И куча вопросительных знаков.
А случилось, Василий Васильевич, обыкновенное — этот народ подал другим, голодным, пожирающим друг друга народам, хлеб — христианство — и тем самым стал живым упрёком бездельникам. Этот народ до сих пор трудолюбивее и умнее всех нас. Разве мы можем простить ему это.
***
Социализм — это: "до нас ничего важного не было", мы построим все сначала".
И все развалили.
***
"Кузнецов, трудовик второй Думы, пойман как глава мошенническо — воровской шайки в Петербурге. Это же ужасно".
Василий Васильевич, дорогой! У нас в Думе все воры. И не ужасно. Привыкли.
***
"Супружество, как замок и дужка: если чуть-чуть не подходит, можно "только бросить. Отпереть нельзя, "запереть нельзя", "сохранить имущество нельзя". Только бросить".
Сказано точно. Но чтобы осознать, что "дужка не подходит", требуется мужество и ум.
***
"Ученичество — тонкая музыка, и "учительство — тонкая музыка. Лишь кое-где происходит просвещение. Просвещаются два — три из пятисот учеников, и просвещает разве только один из пятнадцати учителей. Остальное — скорее минус просвещения, чем его плюс".
Не ученики, не учителя этой истины не понимают, и "процесс идет" без смысла, без отбора — по инерции. Понимается это лишь в старости, а надо бы — раньше.
Молодому человеку нужна не школьная программа, а встреча с личностью.
Ищите её, ребята.
***
"Редко-редко у меня мелькает мысль, что напором своей психологичности я одолею литературу. То есть, что "потом (литераторы) будут психологичны. Какое бы счастье. Прошли бы эти "болваны".
"Болваны" "не прошли" и после Достоевского. Они никогда "не пройдут".
***
"Кроме воровской (сейчас) и нет никакой печати".
А у нас, Василий Васильевич, кроме воровской и нет никакой власти. Прогресс!
***
"Победа революционеров основывается на том, что они — бесчеловечны".

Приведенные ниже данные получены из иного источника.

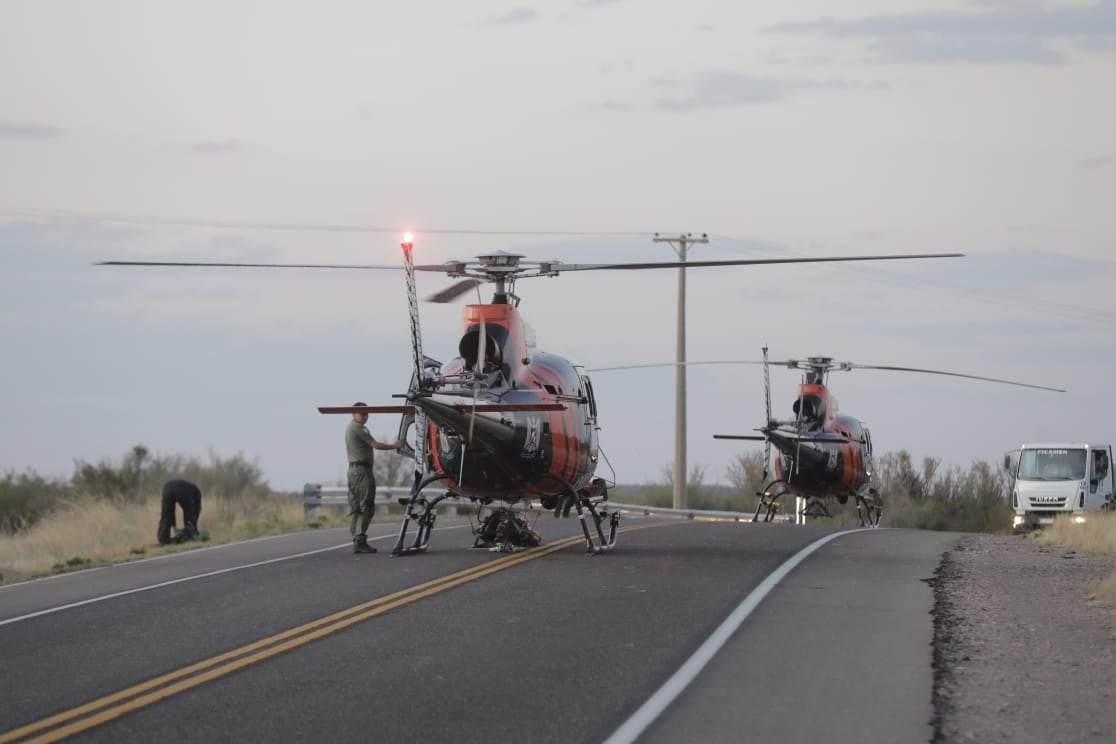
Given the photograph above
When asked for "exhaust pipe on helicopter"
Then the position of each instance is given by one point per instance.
(457, 414)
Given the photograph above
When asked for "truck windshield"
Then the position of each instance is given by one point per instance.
(1051, 465)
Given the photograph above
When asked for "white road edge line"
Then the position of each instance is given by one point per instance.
(631, 730)
(185, 578)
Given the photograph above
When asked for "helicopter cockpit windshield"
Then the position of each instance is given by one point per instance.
(470, 342)
(810, 408)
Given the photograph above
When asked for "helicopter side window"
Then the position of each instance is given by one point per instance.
(593, 401)
(809, 408)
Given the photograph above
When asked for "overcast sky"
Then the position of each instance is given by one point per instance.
(317, 132)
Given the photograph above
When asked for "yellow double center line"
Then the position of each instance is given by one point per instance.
(108, 707)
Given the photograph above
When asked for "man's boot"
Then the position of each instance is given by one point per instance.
(361, 544)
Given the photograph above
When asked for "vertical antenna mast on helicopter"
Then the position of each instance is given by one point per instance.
(767, 402)
(420, 448)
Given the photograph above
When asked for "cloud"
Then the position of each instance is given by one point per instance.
(513, 16)
(722, 90)
(215, 146)
(29, 131)
(999, 34)
(1094, 163)
(731, 89)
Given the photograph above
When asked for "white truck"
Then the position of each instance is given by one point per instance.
(1059, 479)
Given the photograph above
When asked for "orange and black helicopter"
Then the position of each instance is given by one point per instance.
(502, 423)
(821, 454)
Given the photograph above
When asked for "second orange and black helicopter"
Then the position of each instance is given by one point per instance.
(824, 455)
(502, 423)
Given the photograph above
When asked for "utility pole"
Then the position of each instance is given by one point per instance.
(680, 376)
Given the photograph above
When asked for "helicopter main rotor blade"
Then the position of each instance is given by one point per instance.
(453, 291)
(461, 407)
(949, 374)
(244, 266)
(741, 262)
(675, 364)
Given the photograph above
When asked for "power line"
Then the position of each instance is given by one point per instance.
(189, 222)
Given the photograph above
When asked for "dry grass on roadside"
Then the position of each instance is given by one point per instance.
(90, 532)
(1096, 535)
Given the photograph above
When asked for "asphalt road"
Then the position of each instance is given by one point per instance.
(295, 638)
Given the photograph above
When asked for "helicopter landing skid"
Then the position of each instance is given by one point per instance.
(869, 509)
(769, 500)
(420, 511)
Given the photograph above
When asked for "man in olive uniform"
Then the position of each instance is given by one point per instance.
(359, 446)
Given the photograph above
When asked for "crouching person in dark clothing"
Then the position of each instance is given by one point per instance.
(189, 496)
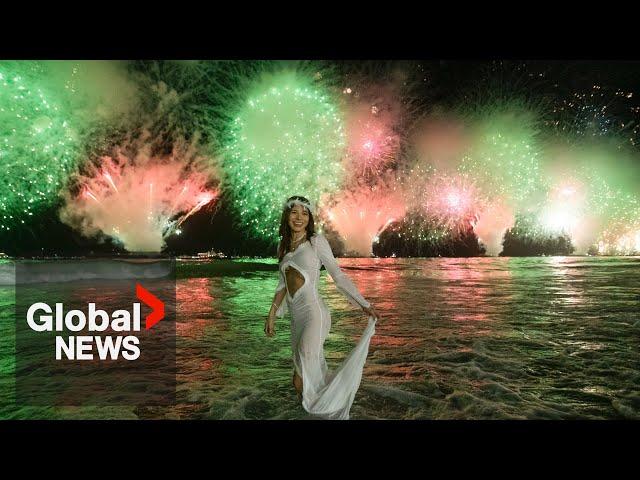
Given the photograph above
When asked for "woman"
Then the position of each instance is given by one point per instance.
(301, 253)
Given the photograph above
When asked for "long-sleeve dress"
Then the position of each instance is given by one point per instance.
(326, 394)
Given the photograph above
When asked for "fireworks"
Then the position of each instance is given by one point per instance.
(361, 215)
(139, 200)
(38, 143)
(287, 138)
(515, 155)
(505, 154)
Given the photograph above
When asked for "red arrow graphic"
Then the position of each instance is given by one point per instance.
(157, 306)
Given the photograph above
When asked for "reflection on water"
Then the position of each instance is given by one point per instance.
(467, 338)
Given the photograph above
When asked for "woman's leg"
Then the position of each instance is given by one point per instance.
(297, 384)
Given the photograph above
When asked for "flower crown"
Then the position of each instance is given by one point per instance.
(295, 201)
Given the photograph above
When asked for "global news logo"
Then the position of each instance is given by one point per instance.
(41, 317)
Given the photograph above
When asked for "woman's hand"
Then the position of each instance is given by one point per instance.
(371, 311)
(270, 326)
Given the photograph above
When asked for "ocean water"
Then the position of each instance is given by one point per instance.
(468, 338)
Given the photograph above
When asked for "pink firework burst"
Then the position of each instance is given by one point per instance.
(452, 201)
(139, 201)
(372, 125)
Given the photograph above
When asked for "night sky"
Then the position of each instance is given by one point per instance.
(439, 84)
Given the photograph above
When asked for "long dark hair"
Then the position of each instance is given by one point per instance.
(285, 229)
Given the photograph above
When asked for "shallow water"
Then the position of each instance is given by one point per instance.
(474, 338)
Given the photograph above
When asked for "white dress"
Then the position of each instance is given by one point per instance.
(326, 394)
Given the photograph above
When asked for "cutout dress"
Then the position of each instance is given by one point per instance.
(325, 394)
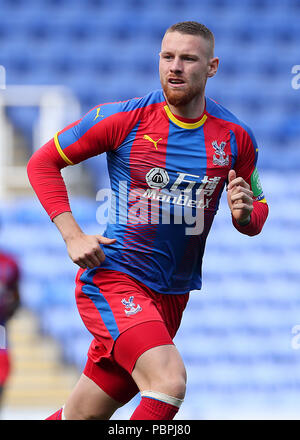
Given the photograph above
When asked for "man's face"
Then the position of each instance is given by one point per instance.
(185, 64)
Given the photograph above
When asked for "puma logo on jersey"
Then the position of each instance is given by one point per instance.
(148, 138)
(98, 114)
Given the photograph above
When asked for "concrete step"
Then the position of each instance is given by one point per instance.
(38, 375)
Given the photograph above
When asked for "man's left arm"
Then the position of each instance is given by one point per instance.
(246, 200)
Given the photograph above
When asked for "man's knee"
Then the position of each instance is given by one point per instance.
(161, 369)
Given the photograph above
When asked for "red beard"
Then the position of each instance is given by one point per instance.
(179, 98)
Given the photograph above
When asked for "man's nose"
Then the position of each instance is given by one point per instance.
(176, 65)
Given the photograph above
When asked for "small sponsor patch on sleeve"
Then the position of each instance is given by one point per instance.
(256, 187)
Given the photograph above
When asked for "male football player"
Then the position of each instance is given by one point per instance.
(173, 149)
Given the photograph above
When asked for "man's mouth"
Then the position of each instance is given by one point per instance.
(176, 82)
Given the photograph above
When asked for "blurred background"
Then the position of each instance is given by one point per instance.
(239, 335)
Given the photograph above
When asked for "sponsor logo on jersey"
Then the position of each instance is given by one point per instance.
(256, 187)
(130, 307)
(222, 159)
(157, 178)
(98, 115)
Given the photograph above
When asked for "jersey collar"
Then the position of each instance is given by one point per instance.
(183, 122)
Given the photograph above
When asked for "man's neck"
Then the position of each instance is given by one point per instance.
(192, 110)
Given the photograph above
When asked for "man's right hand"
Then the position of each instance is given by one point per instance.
(85, 251)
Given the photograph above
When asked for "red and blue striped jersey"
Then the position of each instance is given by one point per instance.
(159, 166)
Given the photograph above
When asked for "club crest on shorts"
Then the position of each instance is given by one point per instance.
(130, 308)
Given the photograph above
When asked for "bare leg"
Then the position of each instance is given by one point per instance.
(161, 369)
(88, 402)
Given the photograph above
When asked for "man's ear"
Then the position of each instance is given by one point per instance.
(213, 67)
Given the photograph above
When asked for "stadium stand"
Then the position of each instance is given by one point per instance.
(236, 333)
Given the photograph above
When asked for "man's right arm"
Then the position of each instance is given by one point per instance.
(85, 138)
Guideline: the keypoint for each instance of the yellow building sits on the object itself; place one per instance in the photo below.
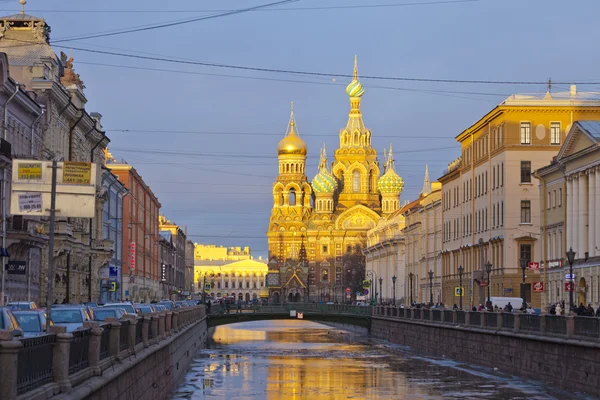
(242, 280)
(214, 252)
(491, 208)
(313, 225)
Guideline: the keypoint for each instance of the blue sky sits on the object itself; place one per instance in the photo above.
(219, 184)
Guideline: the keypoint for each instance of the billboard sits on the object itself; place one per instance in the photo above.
(31, 188)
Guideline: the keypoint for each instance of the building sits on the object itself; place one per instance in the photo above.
(111, 277)
(177, 267)
(68, 132)
(141, 272)
(423, 241)
(241, 280)
(326, 219)
(570, 210)
(25, 236)
(491, 210)
(214, 252)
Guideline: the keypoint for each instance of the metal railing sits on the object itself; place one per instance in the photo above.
(34, 365)
(79, 351)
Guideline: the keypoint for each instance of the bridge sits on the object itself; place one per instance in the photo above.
(326, 313)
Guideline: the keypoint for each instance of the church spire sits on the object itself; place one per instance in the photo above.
(426, 182)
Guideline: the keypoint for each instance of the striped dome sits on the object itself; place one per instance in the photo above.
(324, 182)
(390, 183)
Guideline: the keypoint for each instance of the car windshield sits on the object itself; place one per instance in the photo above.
(127, 307)
(66, 316)
(101, 315)
(29, 322)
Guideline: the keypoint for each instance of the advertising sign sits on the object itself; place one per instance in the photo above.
(28, 171)
(30, 201)
(77, 173)
(132, 255)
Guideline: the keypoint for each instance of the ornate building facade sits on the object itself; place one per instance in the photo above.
(314, 225)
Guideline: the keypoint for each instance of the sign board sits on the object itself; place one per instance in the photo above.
(16, 267)
(534, 265)
(30, 201)
(31, 188)
(77, 173)
(27, 171)
(132, 255)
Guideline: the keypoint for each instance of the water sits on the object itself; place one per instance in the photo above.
(293, 359)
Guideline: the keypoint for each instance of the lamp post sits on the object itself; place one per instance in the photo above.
(523, 268)
(410, 276)
(488, 269)
(461, 269)
(394, 288)
(571, 259)
(430, 273)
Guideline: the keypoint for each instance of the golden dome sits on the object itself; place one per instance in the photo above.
(291, 143)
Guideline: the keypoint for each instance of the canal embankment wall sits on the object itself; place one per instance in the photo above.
(567, 363)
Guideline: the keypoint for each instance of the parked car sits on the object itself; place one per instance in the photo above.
(101, 313)
(22, 305)
(9, 322)
(72, 317)
(32, 322)
(125, 305)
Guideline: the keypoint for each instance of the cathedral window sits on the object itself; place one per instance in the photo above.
(356, 181)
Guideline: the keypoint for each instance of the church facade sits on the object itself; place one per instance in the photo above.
(317, 228)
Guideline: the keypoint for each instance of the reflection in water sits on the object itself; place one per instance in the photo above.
(292, 359)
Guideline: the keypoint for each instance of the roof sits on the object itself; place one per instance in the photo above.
(591, 127)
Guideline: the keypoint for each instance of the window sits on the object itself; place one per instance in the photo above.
(525, 132)
(555, 133)
(356, 181)
(525, 252)
(525, 211)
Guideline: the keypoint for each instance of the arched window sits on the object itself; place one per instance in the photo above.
(356, 181)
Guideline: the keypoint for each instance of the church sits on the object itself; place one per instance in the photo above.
(315, 226)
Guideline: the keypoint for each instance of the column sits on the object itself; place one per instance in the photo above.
(592, 210)
(569, 222)
(582, 214)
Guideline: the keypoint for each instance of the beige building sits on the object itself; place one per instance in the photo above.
(491, 209)
(423, 238)
(570, 188)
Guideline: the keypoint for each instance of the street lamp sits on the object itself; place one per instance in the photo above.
(410, 276)
(461, 269)
(488, 269)
(523, 268)
(394, 286)
(571, 259)
(430, 273)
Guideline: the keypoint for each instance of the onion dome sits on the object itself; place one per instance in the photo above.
(390, 182)
(355, 88)
(324, 181)
(291, 143)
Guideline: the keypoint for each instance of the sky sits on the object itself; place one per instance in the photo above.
(204, 137)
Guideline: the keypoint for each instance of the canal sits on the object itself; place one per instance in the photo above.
(294, 359)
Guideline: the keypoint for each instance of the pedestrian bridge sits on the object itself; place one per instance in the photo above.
(327, 313)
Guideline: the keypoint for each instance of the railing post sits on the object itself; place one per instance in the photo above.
(570, 325)
(9, 353)
(94, 346)
(60, 358)
(169, 323)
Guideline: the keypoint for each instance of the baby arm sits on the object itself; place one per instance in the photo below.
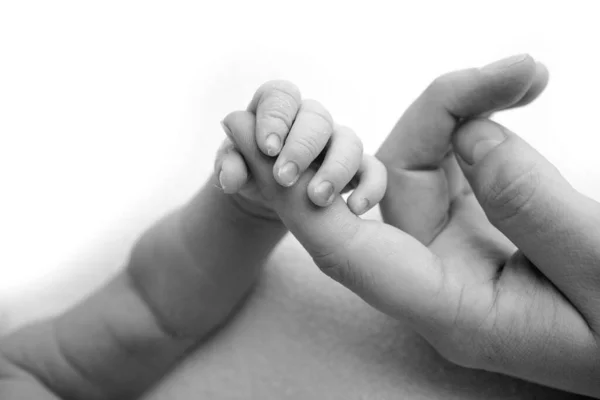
(185, 276)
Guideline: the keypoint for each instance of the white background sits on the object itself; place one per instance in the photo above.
(110, 110)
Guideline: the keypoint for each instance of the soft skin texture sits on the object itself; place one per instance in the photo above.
(185, 277)
(300, 335)
(528, 309)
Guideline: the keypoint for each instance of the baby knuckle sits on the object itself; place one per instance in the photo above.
(315, 108)
(512, 196)
(275, 112)
(439, 85)
(283, 87)
(308, 145)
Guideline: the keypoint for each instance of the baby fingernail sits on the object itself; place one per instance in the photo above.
(324, 191)
(273, 144)
(362, 207)
(226, 128)
(504, 63)
(221, 180)
(288, 174)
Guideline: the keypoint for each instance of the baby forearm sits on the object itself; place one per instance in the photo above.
(185, 276)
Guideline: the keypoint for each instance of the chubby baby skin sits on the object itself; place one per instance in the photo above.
(180, 285)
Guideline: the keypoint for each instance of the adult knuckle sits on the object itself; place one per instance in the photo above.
(512, 196)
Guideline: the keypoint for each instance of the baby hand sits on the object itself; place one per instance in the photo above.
(301, 133)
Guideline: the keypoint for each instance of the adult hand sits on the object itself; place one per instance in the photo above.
(445, 259)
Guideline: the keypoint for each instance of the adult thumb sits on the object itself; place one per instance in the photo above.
(527, 199)
(386, 267)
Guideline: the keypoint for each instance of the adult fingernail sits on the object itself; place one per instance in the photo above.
(273, 144)
(362, 207)
(484, 137)
(324, 191)
(288, 174)
(504, 63)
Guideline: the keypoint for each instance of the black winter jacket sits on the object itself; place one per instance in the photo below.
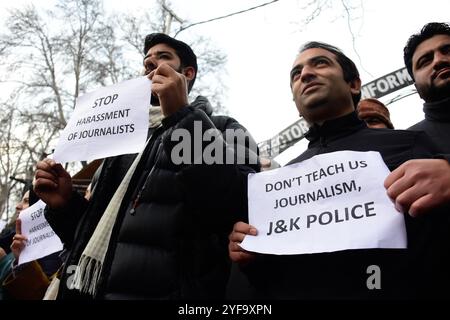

И всегда так: "рево…" вытаптывает "эво…".
***
"Стиль есть то, куда поцеловал Бог вещь".
Как же это точно сказано!
***
"Благодари каждый миг бытия и каждый миг увековечивай".
Так и стараюсь жить, потому и пишу, Василий Васильевич.
Читая "Последние листья" В.В.Розанова
9 июля 2002 года.
Читая В.В. Розанова, я нахожу у него ответы на многие возникающие в душе вопросы. Иногда мне хочется с ним поспорить, в основном же я не только соглашаюсь, но и удивляюсь, как сам не додумался до той мысли, которая им выражена с такой ясностью.
Василий Васильевич предельно субъективен. Принято считать, что для литератора это дурное качество. Но у Розанова "мужественный" субъективизм. Он не стесняется сказать то, чем его "душа дохнула", и этим отличается, как от своих современников, так и от нас. На его фоне все мы — трусы. Мы общественное мнение либо гладим по шёрстке, либо слегка пощипываем. Розанов же своей искренностью сражается и с литературой, и с обществом.
Одна дама в автобусе, увидев у меня книжку Розанова, сказала, что она не любит этого автора.
— Почему? — спросил я.
— Его идеи сомнительны, — был ответ.
Я не стал с ней спорить, но подумал, что не сомневаются только мёртвые. Живые должны сомневаться и удивляться. Только в этом случае приходят пусть маленькие, но открытия.
"Почему же ты, Розанов, думаешь, что понял в Египте больше всех египтологов? — спрашивает он себя.
— Потому что я удивлён. А они (археологи) ничему не удивляются".
Благодаря наблюдательности, Розанов иногда выдаёт такие предвидения, что и политикам, и философам впору у него поучиться.
Самыми раздражающими, просто неприемлемыми для "общества" были его размышления по "половому вопросу". Меня же его мысли не раздражают, напротив — радуют. Я, как и он, отношусь ко всякой женщине с пиететом, прощаю и оправдываю все её ошибки, ибо она выполняет главную функцию жизни — продолжает род. Женщине простительны даже подлости, и предательства, если они совершаются во имя детей.
Он, как и я, всей душой отвергает монашество, считая его преступлением против природы. А за неприятием ""монашеского подвига" стоит отрицание религии.
"Я сейчас даже не хочу говорить, а кричать о том окаянном, который изрёк: "девство лучше брака" — и тем погубил мир. Одним этим он плюнул на солнце, погасил луну, погасил до единой все звёздочки и обратил мир в могилу. Для девушки 21–23 года… Опять хочу кричать".
Какая страсть! Какая боль за мир, природу, за всех нас… И в то же время Розанов глубоко религиозен:
"Господи, Ты несешь меня, куда — не знаю. И не хочу знать. Мне хорошо с тобой, Господи.